Subsurface thermal conductivity profile
A double U-tube is simulated, with a subsurface model as representative for the location of Roermond. In the simulation,
the thermal conductivity profiles are loaded from a pre-defined table (at output/lithology_samples_Roermond.h5),
as calculated according to the method described in the background Theory. Therefore, the index of the samples
in the stochastic simulation correspond to the index of the thermal conductivity profile in the table.
The calculated thermal conductivity-depth profile and the corresponding error range are shown in Fig. 1.

Fig. 1: Thermal conductivity-depth profile and lithological distribution down to 1000 meters, for the city of Roermond in the Netherlands.
Running the example
For running the example, either run the batch script batch_Roermond.py directly from your
IDE or use the CLI by:
Note
This example has a significant run-time (>2h).
Results
The Lithology command in the batch_Roermond.json file runs the lithology module with the provided configuration file.
Since the flag read_from_table in the configuration of the lithology module is set to true, the table with subsurface
thermal conductivity profiles must be pre-defined. Running the Lithology command creates the figure to visualize the
subsurface model, in Fig. 1.
In case the read_from_table flag is set to false, the set of thermal conductivity profiles is calculated from the
subsurface lithology data linked in the configuration file.
The effect of the temperature-depth profile on the fluid temperatures and borehole wall temperature of the simulated system are shown in Fig. 2.

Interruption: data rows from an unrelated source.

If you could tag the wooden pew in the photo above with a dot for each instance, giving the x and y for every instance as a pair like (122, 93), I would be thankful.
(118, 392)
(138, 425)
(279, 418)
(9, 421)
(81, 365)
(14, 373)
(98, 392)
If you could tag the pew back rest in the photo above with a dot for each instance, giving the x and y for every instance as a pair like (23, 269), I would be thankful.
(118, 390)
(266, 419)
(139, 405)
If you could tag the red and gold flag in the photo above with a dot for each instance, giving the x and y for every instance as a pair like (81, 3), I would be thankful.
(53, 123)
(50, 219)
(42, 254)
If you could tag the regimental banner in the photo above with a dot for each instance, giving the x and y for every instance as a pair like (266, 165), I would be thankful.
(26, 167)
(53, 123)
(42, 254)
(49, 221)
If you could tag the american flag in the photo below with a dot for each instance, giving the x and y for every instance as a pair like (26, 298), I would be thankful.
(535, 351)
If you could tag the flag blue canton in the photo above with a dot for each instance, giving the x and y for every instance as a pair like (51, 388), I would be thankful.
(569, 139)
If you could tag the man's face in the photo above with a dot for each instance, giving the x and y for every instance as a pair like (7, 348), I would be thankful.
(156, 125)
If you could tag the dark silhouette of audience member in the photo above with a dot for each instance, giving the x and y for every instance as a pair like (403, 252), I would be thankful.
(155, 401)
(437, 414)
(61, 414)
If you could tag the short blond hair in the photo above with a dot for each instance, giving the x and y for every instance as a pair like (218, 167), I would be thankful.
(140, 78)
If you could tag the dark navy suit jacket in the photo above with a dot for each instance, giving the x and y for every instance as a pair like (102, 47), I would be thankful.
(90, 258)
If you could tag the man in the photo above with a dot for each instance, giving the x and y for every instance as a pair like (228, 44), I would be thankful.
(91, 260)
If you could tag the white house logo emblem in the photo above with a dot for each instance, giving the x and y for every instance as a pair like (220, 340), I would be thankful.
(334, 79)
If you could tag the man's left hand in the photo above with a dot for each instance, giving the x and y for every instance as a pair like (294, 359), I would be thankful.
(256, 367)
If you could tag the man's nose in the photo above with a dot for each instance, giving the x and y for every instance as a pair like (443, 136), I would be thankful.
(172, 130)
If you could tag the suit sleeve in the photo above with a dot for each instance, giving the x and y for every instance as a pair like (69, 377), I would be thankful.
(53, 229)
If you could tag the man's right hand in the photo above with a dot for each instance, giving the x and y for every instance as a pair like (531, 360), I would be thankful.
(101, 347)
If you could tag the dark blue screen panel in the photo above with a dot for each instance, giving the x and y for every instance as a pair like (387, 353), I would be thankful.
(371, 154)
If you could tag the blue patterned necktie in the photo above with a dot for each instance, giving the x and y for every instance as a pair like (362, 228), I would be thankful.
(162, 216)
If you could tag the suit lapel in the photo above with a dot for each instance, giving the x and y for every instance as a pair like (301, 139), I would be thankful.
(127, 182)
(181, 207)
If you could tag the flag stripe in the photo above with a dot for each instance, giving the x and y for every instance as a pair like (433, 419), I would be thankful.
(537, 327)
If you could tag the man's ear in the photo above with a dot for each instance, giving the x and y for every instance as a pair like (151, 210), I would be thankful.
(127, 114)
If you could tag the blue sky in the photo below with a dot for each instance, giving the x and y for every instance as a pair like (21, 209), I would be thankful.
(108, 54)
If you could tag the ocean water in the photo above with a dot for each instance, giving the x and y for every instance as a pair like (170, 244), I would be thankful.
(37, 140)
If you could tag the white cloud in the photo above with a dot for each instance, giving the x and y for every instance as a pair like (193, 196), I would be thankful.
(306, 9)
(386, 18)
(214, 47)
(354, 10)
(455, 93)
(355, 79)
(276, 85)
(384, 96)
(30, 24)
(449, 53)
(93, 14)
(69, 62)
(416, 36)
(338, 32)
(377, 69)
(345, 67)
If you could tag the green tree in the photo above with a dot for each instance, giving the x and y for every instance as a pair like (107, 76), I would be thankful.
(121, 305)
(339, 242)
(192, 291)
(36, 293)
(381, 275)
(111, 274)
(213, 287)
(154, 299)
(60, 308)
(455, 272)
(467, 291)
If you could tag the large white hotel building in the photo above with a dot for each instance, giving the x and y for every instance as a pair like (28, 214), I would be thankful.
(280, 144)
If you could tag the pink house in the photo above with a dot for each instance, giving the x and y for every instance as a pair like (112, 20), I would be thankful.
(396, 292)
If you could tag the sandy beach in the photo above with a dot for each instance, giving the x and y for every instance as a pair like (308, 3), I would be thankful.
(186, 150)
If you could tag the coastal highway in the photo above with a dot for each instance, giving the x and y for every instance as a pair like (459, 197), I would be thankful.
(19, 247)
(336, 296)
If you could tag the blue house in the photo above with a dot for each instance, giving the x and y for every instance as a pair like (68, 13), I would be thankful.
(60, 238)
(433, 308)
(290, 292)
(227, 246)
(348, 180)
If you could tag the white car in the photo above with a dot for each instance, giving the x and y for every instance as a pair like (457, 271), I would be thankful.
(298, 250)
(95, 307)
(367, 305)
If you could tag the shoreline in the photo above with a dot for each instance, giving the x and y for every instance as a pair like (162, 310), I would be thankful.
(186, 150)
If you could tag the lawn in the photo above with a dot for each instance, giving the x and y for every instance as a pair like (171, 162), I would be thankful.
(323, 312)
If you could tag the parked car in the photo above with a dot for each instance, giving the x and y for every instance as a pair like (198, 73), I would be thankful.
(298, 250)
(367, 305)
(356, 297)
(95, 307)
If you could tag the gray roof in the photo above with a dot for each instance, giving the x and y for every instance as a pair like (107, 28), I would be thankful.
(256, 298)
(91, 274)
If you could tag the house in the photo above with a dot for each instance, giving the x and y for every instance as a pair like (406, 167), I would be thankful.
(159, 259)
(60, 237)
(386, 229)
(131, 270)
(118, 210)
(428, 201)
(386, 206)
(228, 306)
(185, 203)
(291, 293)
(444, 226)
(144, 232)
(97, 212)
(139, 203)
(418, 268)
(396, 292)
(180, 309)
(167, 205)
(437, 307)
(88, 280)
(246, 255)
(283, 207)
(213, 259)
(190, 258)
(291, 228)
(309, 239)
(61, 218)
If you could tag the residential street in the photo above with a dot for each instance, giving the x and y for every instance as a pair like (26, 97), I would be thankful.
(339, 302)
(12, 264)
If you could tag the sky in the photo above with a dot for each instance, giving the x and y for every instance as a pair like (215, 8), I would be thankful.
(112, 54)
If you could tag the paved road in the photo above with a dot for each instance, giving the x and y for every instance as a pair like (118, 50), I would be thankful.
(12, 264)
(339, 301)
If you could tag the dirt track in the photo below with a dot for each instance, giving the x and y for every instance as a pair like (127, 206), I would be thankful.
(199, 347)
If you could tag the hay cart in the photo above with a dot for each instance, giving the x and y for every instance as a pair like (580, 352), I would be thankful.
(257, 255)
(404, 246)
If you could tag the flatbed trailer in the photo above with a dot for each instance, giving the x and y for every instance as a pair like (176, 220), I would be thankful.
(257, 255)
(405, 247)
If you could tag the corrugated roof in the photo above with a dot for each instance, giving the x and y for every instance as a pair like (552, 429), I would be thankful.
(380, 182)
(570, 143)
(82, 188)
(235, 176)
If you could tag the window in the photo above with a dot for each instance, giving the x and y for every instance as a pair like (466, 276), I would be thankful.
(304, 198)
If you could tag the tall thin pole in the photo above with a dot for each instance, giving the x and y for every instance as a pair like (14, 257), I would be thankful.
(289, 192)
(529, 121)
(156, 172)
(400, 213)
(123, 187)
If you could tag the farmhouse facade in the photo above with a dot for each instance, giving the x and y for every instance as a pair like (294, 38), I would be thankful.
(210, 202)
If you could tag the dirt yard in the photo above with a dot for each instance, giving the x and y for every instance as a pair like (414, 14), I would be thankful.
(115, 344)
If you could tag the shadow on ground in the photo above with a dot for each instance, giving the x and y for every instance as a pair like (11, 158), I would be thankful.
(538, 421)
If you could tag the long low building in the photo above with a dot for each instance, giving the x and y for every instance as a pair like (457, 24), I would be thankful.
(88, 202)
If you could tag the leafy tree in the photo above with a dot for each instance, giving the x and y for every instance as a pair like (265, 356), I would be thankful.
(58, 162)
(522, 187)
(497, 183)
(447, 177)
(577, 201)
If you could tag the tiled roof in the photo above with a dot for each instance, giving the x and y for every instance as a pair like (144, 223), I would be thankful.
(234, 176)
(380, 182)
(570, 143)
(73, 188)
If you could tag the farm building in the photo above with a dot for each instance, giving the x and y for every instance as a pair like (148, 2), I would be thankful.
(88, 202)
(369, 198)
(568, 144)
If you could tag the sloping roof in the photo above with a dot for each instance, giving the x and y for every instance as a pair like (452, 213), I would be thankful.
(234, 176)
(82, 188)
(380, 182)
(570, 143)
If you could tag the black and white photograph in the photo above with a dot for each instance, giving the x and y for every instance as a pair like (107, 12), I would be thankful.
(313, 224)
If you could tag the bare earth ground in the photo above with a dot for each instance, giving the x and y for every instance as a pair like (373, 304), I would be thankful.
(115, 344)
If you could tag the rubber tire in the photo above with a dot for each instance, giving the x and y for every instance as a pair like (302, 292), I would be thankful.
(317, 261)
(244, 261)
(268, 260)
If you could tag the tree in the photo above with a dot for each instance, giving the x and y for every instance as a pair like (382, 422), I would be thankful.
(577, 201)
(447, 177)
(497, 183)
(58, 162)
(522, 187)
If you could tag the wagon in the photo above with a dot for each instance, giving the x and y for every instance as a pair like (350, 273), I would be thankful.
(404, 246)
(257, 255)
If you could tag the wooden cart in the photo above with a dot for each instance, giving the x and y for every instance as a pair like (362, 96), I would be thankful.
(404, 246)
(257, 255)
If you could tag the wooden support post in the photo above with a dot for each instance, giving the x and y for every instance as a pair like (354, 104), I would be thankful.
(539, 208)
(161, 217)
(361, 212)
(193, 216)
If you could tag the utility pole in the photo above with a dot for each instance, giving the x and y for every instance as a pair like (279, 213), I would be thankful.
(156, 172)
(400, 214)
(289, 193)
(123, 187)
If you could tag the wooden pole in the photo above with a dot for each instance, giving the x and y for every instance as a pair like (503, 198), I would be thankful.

Figure 2: Fluid, borehole wall and subsurface temperature of the simulated double U-tube BHE system in Roermond, down to 800 meters and after 100 hours of operation.
The relation between maximum system depth and average power yield in the first year of operation, at the location of Roermond, is shown in Fig. 3. The scattered nature in the plotted datapoints derives from the uncertainty range applied to the subsurface properties in the calculation of the thermal conductivity profiles. The non-linear increase in power yield with depth is related to the depth-dependency in the subsurface properties, and shows how the potential for deeper BHE systems is fostered when considering subsurface heterogeneity in predictions of the system performance.

Fig. 3: Relation between average generated power (\(Q\)) in the first year of operation and the maximum depth (\(H\)) of a double U-tube BHE system in Roermond.